Seizing the enemy’s weapons, however, is customarily accepted as war booty. Various nations have used displays of captured enemy arms to invoke patriotism and boost morale.
As the wars and the weapons became bigger, so did the trophy exhibitions. In 1918, London’s Trafalgar Square was turned into a “wrecked village” filled with German weapons. It was a part of the promotional campaign to sell bonds to continue to pay for the ongoing conflict, later known to history as World War I. Battle trophies were one of the biggest sources of exhibition material for the British Imperial War Museum in its early days.
As I have shown in my doctoral dissertation, during World War II, the Soviet Union extensively used exhibitions of trophy weapons as a propaganda tool. When the Red Army won the monthslong Battle of Moscow in January 1942 and began a counteroffensive, the retreating Nazi army left behind a large amount of weapons. The trophies then became an important feature of war-themed exhibitions across the USSR.
The biggest Soviet exhibition of captured German weapons opened in Moscow’s Gorky Park on June 22, 1943, the second anniversary of Germany’s invasion of Russia. The grandiose outdoor display featured German tanks, planes, cannons and other large equipment.
The exhibition conveyed two messages. First, the enemy was powerful, as evidenced by its innovative and strong equipment, and victory would require everyone’s full effort. Second, though, the fact the weapons were captured demonstrated that the Red Army and the Soviet people were able to overcome and defeat the invaders.

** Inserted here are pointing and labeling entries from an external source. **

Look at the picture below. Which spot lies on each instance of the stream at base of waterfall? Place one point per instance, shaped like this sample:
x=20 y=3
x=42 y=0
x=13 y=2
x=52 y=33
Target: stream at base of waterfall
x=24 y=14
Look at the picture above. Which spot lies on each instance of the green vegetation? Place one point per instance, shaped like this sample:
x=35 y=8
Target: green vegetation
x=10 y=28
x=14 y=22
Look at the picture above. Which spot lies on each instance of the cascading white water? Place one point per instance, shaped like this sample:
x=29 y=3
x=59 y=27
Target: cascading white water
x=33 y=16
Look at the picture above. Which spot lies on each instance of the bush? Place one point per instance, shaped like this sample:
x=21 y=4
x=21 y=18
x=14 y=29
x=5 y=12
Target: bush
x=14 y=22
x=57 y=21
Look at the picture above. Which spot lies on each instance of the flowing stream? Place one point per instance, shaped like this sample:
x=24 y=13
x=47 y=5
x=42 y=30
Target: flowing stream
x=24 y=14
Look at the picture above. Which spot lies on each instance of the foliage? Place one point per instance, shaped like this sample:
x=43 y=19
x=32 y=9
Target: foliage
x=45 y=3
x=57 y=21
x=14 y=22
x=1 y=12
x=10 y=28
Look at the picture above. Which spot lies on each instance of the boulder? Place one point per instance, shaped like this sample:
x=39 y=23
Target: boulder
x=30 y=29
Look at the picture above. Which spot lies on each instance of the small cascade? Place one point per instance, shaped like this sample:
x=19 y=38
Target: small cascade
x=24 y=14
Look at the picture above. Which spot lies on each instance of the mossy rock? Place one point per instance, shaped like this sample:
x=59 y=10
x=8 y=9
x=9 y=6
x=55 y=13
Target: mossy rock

Similar exhibitions opened in many other Soviet cities, including Leningrad, Minsk and Kyiv. The displays were dismantled by the end of the 1940s; the weapons were recycled as scrap.
Mocking the enemy
Since Russia first invaded the Donbas region of eastern Ukraine in 2014, Ukrainians have embraced the practice of displaying captured weapons as trophies.
In July 2014, the National Museum of the History of Ukraine in the Second World War in Kyiv presented a temporary exhibition of heavy equipment captured from Russia-sponsored separatist groups. After the full-scale Russian invasion of Ukraine in 2022, Ukraine continued to use the trophy exhibitions of newly captured Russian weaponry as propaganda, seeking both domestic and international support.
In May 2022, the National Military History Museum of Ukraine opened an exhibition of recently destroyed Russian military equipment on Mykhailivs’ka Square in the Kyiv city center. The exhibition of the wreckage was meant to boost the morale of the Ukrainian people by celebrating the strength of the Ukrainian army, and to humiliate the enemy by demonstrating the incompetence and moral inferiority of the Russian army and its weaponry.
A month later, Ukrainian President Volodymyr Zelenskyy took then-British Prime Minister Boris Johnson to visit the exhibition, along with other sights of Kyiv.
Gathering international support
Ukraine has used captured weapons to seek support from other former Soviet-bloc countries, sending Russian trophy weapons for display in Poland and the Czech Republic.
In Prague, Ukrainian Minister of Internal Affairs Denys Monastyrsky opened the exhibition of the defeated Russian tanks and other weapons on July 11, 2022. In his speech, Monastyrsky referred to the August 1968 Soviet invasion that crushed the anti-communist Prague Spring demonstrations, saying, “Russian tanks are back in Prague, but this time broken, burned out by the hands of the Ukrainian warriors.”
With this ancient practice, Ukraine is showing off its might and resolve, and demonstrating its opponents’ weaknesses – boosting morale within Ukraine and bolstering support from the international community.